In 1970s Philadelphia, Molly lives above and works in her adopted parents’ butcher shop in the Little Russia neighborhood. Unable to believe that her birth mother could have been behind a weapon as destructive as the atom bomb, she recasts her as the heroic Atomic Anna in the comics she’s always drawing when her parents want her to be doing schoolwork. Though Molly is bright and talented, the constant fighting with her parents eventually drives her into the arms of a local Russian gangster, with predictably disastrous results.
Years later, Raisa also lives and works in the butcher shop while her mother is behind bars. Raisa, encouraged by a mysterious old woman who keeps popping by and dropping off comic books, becomes fascinated with electromagnetics and waves. She also develops a fascination with Daniel, a Russian emigre working in the butcher shop whose father and sister died of radiation poisoning after Chernobyl. The Atomic Anna comics seem to be pleading Raisa for help, including a request to come to a remote mountain facility in the former Soviet Union before December 8, 1992.
Atomic Anna is not short on ambition. The narrative spans three generations and two continents, which would be complicated enough without including the comic book plots, complicated math, and time travel.
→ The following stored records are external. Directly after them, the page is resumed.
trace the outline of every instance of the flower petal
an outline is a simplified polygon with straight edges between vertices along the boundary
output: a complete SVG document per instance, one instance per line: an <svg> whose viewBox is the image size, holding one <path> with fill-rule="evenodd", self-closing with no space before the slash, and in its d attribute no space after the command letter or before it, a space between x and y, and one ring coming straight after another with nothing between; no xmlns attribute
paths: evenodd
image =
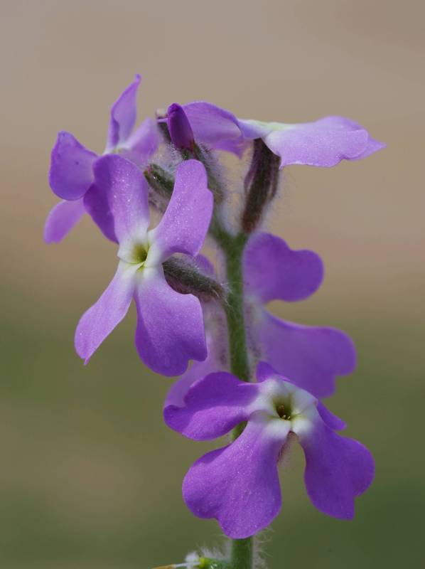
<svg viewBox="0 0 425 569"><path fill-rule="evenodd" d="M210 148L217 148L223 141L242 140L238 120L232 112L206 101L183 105L195 140Z"/></svg>
<svg viewBox="0 0 425 569"><path fill-rule="evenodd" d="M139 169L119 154L107 154L96 161L94 171L85 205L99 227L120 244L146 240L149 190Z"/></svg>
<svg viewBox="0 0 425 569"><path fill-rule="evenodd" d="M175 252L198 255L208 230L212 203L203 164L198 160L182 162L176 172L174 189L163 217L149 231L155 258L163 261Z"/></svg>
<svg viewBox="0 0 425 569"><path fill-rule="evenodd" d="M189 509L215 518L233 539L266 528L281 508L277 460L289 425L256 413L234 442L199 459L183 483Z"/></svg>
<svg viewBox="0 0 425 569"><path fill-rule="evenodd" d="M173 290L161 267L143 269L137 281L136 346L142 361L158 373L179 376L190 359L205 360L207 347L199 300Z"/></svg>
<svg viewBox="0 0 425 569"><path fill-rule="evenodd" d="M360 124L343 117L325 117L315 122L288 124L264 137L281 157L281 168L306 164L329 168L341 160L365 157L382 148Z"/></svg>
<svg viewBox="0 0 425 569"><path fill-rule="evenodd" d="M93 163L97 155L85 148L70 132L58 133L52 149L49 184L65 200L81 198L93 181Z"/></svg>
<svg viewBox="0 0 425 569"><path fill-rule="evenodd" d="M84 314L75 331L75 349L85 363L127 314L134 290L137 265L119 262L99 300Z"/></svg>
<svg viewBox="0 0 425 569"><path fill-rule="evenodd" d="M266 303L280 299L301 300L315 292L323 278L316 253L290 249L283 239L257 233L244 252L244 275L249 292Z"/></svg>
<svg viewBox="0 0 425 569"><path fill-rule="evenodd" d="M127 139L121 153L139 167L146 166L159 146L159 134L156 122L150 117L145 119Z"/></svg>
<svg viewBox="0 0 425 569"><path fill-rule="evenodd" d="M354 345L340 330L280 320L266 310L255 329L262 358L316 397L332 395L335 376L355 366Z"/></svg>
<svg viewBox="0 0 425 569"><path fill-rule="evenodd" d="M140 75L136 75L133 83L122 92L111 107L105 152L110 152L124 144L133 130L137 112L136 99L140 79Z"/></svg>
<svg viewBox="0 0 425 569"><path fill-rule="evenodd" d="M373 458L353 439L340 437L318 420L308 434L299 436L306 455L304 480L310 499L321 511L351 519L354 499L372 484Z"/></svg>
<svg viewBox="0 0 425 569"><path fill-rule="evenodd" d="M190 387L184 406L164 409L166 423L185 437L207 440L222 437L249 415L258 385L221 371L200 378Z"/></svg>
<svg viewBox="0 0 425 569"><path fill-rule="evenodd" d="M85 213L82 199L60 201L50 210L44 225L47 243L58 243L68 234Z"/></svg>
Still, the book could use a little more audacity and specificity. The comic book stories are only alluded to, never in depth and never actually depicted. Other than some vague references to spaghettified waves there’s not much science, certainly not enough to satisfy science fiction fans. And the novel doesn’t give the reader much sense of Russian history beyond that of a quick Wikipedia search.
Barenbaum is on surer footing when it comes to the relationships between her characters. The unlikely family at the center of the novel feels real, as the characters keep inevitably hurting each other despite how much they love each other. Barenbaum’s depiction of Molly’s awful relationship and her addictions are also terrifyingly vivid. And she’s just as good when writing about the sweet and gentle love between Raisa and Daniel.
Eventually, though, the need to connect the disparate storylines overwhelms the good work done establishing the characters. Barenbaum’s resolution to the complicated time travel plot is a disappointing fizzle that leaves many questions unanswered and feels like a cop-out. It’s a half-hearted resolution sure to let down many readers.